Cuando era pequeña estaba obsesionada con los árboles de fruta. Me encantaban. A tal punto que mi primer criterio para determinar la riqueza de una persona no era el tamaño de su casa ni el coche de la familia: y si el número de árboles de fruta que tenía en su jardín.
Y mi vida en gran parte de resumía en husmear en los jardines del pueblo y robarles la fruta que daban sus árboles. Me pasaba horas espiando a través de los muros delas casas arquitetando una manera de entrar, treparme en el árbol y comerme lo que allí estuviera.

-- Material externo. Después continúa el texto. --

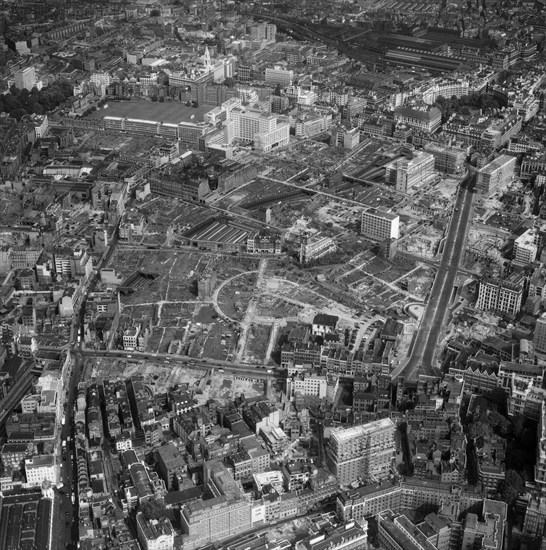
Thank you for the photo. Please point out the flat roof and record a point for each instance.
(221, 232)
(343, 434)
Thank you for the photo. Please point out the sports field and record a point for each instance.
(172, 111)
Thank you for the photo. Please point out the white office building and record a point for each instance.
(379, 226)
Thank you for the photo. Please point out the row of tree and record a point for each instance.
(19, 103)
(465, 103)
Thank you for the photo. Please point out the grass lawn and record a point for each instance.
(170, 111)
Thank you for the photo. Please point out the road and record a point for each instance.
(255, 369)
(423, 351)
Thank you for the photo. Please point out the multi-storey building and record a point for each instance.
(39, 469)
(495, 175)
(489, 532)
(170, 465)
(501, 295)
(397, 532)
(315, 247)
(447, 159)
(263, 31)
(526, 398)
(351, 536)
(409, 173)
(378, 225)
(155, 534)
(214, 519)
(526, 247)
(25, 79)
(429, 119)
(540, 466)
(539, 338)
(279, 76)
(307, 385)
(535, 516)
(362, 451)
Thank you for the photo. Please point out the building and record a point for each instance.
(539, 338)
(263, 31)
(313, 248)
(378, 225)
(303, 384)
(278, 76)
(25, 79)
(503, 295)
(526, 247)
(14, 454)
(540, 466)
(407, 174)
(486, 533)
(255, 126)
(428, 119)
(535, 516)
(39, 469)
(496, 175)
(324, 324)
(226, 514)
(397, 532)
(170, 465)
(350, 536)
(362, 451)
(155, 534)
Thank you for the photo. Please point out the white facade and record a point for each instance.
(40, 468)
(378, 225)
(275, 76)
(25, 78)
(307, 385)
(265, 130)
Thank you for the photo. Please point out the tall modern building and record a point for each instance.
(378, 225)
(265, 130)
(501, 294)
(495, 175)
(540, 466)
(539, 339)
(25, 78)
(526, 247)
(409, 173)
(363, 451)
(263, 31)
(226, 514)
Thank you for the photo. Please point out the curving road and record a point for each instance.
(421, 359)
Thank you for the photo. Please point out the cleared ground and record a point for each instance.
(170, 111)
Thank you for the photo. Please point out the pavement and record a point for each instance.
(422, 355)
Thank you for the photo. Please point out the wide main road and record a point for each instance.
(421, 359)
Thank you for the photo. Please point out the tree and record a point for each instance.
(517, 425)
(153, 509)
(479, 429)
(498, 397)
(511, 487)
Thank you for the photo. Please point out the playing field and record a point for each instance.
(172, 111)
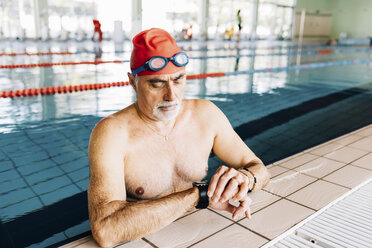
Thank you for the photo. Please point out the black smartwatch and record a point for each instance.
(203, 197)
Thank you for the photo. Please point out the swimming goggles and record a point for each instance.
(157, 63)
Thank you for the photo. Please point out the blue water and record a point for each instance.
(43, 140)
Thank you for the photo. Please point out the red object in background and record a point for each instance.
(97, 29)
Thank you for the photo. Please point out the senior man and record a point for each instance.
(147, 160)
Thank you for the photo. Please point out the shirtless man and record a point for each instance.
(155, 149)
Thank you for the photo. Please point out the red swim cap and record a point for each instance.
(150, 43)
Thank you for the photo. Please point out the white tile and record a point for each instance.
(189, 229)
(276, 170)
(366, 131)
(89, 242)
(234, 236)
(365, 162)
(288, 183)
(298, 160)
(139, 243)
(318, 194)
(287, 158)
(319, 167)
(349, 176)
(346, 154)
(327, 148)
(363, 144)
(277, 218)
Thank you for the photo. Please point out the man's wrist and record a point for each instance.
(252, 178)
(203, 197)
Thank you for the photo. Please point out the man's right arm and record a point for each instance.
(112, 218)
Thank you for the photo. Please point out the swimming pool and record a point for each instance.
(43, 140)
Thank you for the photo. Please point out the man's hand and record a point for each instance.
(230, 184)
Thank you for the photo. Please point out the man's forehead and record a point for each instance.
(163, 77)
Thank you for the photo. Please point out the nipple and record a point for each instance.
(140, 191)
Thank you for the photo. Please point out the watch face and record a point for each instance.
(200, 183)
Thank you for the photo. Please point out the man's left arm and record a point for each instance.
(246, 172)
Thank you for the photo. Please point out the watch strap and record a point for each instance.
(203, 197)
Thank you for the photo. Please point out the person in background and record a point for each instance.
(97, 30)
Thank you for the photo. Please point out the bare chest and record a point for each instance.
(155, 167)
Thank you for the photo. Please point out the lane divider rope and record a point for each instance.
(36, 54)
(84, 87)
(60, 63)
(356, 50)
(185, 48)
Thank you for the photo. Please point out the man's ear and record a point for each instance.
(132, 81)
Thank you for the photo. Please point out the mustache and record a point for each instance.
(167, 104)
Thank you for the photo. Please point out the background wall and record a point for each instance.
(353, 17)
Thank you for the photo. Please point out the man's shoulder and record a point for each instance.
(115, 124)
(200, 105)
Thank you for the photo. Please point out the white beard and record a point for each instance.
(166, 115)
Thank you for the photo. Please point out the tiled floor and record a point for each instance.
(300, 185)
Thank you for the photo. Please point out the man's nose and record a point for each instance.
(170, 94)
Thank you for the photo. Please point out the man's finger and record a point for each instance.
(222, 182)
(215, 178)
(243, 190)
(244, 206)
(231, 190)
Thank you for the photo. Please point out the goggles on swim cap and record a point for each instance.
(157, 63)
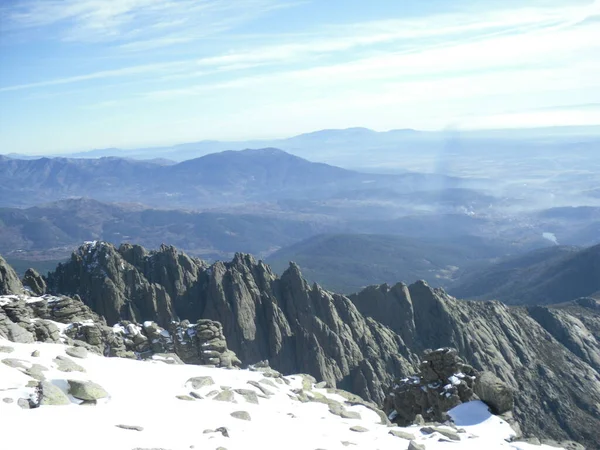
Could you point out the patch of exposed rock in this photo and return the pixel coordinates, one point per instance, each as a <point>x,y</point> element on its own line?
<point>9,280</point>
<point>359,343</point>
<point>34,282</point>
<point>444,381</point>
<point>28,319</point>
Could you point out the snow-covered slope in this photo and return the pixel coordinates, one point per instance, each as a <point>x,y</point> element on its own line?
<point>166,411</point>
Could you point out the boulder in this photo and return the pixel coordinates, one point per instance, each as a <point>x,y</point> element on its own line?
<point>51,394</point>
<point>494,392</point>
<point>9,281</point>
<point>86,390</point>
<point>34,282</point>
<point>65,364</point>
<point>443,382</point>
<point>242,415</point>
<point>200,382</point>
<point>76,352</point>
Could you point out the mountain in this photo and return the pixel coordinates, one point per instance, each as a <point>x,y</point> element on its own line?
<point>347,263</point>
<point>543,276</point>
<point>222,179</point>
<point>54,230</point>
<point>161,403</point>
<point>359,343</point>
<point>328,144</point>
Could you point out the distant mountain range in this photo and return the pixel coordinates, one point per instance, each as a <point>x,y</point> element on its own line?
<point>545,276</point>
<point>221,179</point>
<point>331,141</point>
<point>348,263</point>
<point>52,231</point>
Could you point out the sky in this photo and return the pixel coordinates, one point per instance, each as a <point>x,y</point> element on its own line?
<point>84,74</point>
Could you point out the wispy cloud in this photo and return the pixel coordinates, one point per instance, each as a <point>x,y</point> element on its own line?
<point>137,24</point>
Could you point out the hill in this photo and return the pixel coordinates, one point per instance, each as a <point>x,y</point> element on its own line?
<point>349,262</point>
<point>52,231</point>
<point>221,179</point>
<point>545,276</point>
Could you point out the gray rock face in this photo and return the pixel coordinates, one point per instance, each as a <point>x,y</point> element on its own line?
<point>359,343</point>
<point>34,282</point>
<point>490,389</point>
<point>444,382</point>
<point>52,395</point>
<point>86,390</point>
<point>9,281</point>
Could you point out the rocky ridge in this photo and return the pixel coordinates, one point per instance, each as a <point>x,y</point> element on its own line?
<point>66,320</point>
<point>128,404</point>
<point>359,343</point>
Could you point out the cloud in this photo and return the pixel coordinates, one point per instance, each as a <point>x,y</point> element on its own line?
<point>116,73</point>
<point>138,24</point>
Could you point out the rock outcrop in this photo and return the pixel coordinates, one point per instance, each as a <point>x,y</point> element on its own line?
<point>358,343</point>
<point>34,282</point>
<point>28,319</point>
<point>9,281</point>
<point>444,381</point>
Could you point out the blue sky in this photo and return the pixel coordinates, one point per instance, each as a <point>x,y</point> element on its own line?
<point>83,74</point>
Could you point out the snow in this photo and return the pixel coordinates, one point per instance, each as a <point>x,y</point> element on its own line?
<point>454,380</point>
<point>143,393</point>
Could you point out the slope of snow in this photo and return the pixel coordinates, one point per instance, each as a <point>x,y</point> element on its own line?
<point>143,394</point>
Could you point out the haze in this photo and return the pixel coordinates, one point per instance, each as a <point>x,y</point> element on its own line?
<point>82,74</point>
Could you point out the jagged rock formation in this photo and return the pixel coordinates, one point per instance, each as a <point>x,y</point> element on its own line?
<point>358,343</point>
<point>444,382</point>
<point>34,282</point>
<point>548,366</point>
<point>297,327</point>
<point>29,319</point>
<point>9,281</point>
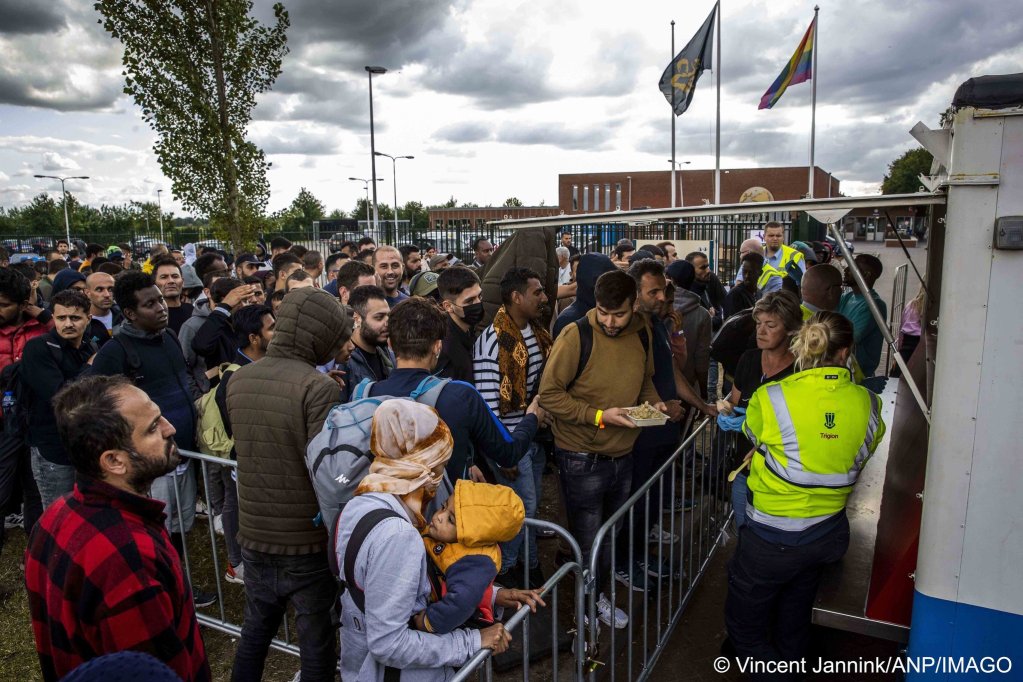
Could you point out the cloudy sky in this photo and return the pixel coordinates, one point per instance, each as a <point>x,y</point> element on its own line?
<point>495,97</point>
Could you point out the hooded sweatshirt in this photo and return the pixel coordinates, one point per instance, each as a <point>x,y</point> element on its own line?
<point>276,406</point>
<point>619,373</point>
<point>591,266</point>
<point>485,515</point>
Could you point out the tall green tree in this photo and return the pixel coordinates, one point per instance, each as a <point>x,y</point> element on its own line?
<point>194,67</point>
<point>902,173</point>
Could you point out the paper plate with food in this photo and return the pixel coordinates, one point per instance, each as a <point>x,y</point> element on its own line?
<point>647,415</point>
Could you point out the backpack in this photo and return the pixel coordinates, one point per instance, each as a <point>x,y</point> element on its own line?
<point>339,457</point>
<point>210,432</point>
<point>586,346</point>
<point>16,405</point>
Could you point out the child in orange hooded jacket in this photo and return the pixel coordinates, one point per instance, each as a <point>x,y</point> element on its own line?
<point>461,539</point>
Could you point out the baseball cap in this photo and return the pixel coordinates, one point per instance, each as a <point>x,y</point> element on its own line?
<point>440,258</point>
<point>424,283</point>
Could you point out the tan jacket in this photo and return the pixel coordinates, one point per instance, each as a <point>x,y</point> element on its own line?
<point>617,375</point>
<point>276,406</point>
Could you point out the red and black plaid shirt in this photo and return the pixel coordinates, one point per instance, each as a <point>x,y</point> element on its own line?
<point>102,577</point>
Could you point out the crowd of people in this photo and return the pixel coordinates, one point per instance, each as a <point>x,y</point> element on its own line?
<point>110,367</point>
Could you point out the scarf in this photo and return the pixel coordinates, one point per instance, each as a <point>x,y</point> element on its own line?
<point>410,445</point>
<point>513,360</point>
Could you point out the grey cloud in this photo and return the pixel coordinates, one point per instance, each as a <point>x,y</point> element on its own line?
<point>556,134</point>
<point>465,132</point>
<point>29,16</point>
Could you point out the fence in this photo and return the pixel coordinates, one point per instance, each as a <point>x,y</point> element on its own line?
<point>895,311</point>
<point>727,232</point>
<point>701,458</point>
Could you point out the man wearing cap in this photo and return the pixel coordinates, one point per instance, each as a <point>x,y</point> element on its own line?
<point>246,265</point>
<point>105,315</point>
<point>440,262</point>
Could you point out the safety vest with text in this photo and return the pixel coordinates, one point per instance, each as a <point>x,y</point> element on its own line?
<point>765,275</point>
<point>813,432</point>
<point>789,255</point>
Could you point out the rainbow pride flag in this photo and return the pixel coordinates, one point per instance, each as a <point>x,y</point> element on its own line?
<point>799,70</point>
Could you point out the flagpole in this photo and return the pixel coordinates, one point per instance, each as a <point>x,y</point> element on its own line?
<point>673,121</point>
<point>813,99</point>
<point>717,127</point>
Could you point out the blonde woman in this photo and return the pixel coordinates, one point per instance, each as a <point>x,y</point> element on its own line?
<point>813,432</point>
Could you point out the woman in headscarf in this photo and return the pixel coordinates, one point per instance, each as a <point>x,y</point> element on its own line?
<point>411,446</point>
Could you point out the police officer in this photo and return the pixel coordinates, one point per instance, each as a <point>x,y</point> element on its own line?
<point>813,432</point>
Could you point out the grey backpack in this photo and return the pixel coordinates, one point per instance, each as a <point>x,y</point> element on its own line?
<point>339,457</point>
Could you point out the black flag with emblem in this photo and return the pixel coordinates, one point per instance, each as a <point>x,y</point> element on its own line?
<point>679,79</point>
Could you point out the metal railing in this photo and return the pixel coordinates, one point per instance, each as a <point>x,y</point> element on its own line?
<point>693,483</point>
<point>222,624</point>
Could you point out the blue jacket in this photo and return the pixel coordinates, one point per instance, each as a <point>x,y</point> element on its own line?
<point>474,426</point>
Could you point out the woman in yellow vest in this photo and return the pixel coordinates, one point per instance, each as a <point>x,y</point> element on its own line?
<point>813,432</point>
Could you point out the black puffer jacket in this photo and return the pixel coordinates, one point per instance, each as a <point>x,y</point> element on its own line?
<point>276,406</point>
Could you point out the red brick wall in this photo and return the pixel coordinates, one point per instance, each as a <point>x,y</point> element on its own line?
<point>653,188</point>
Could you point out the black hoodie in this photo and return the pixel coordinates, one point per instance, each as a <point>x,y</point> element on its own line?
<point>591,266</point>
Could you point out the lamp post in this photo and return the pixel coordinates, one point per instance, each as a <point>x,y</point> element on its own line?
<point>394,180</point>
<point>64,193</point>
<point>679,164</point>
<point>372,139</point>
<point>365,183</point>
<point>160,213</point>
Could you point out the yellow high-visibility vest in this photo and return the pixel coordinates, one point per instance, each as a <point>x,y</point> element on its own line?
<point>813,432</point>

Siempre he pensado que mi obsesión en robar fruta no tenía que ver con tendencias delictivas sino con que en nuestro jardín no teníamos a ningun árbol. También era porque me sentía muy libre cuando alcanzaba la cima del árbol o de cualquier azotea o tejado. Me pasaba la vida subiendome a todo: casas, iglesias (todo un desafío), tiendas. Prática poco aconsejable la de trepar cuando tienes 10 años. Pero cuando eres niño, la muerte es un concepto tan lejano que yo jamás pensé que lo que hacía tenía tintes suicidas.
Uno de los días más felices fue cuando encontramos 500 piñas metidas dentro de un garaje. Olía fenomenal y pasamos horas estudiando una manera de meternos dentro. Cuando finalmente conseguimos era como si hubiera encontrado un tesoro: muchísima fruta y todas al alcance de la mano. Aquella noche comí las piñas más dulces de mi vida y me resulta casi imposible describir la sensación de felicidad que tenía por mi gran hallazgo.
Hoy mi pueblo ya no es tranquilo como entonces. Los niños ya no entran en las casas sólo para robar fruta. La gente ya no construye muros para proteger sus árboles. Hay pinchos y perros malos para separar y defender propiedades.
Las piñas en Lorena ya no son tan dulces como en otros tiempos.
Estos tiempos que ya no vuelven y que yo tanto echo de menos.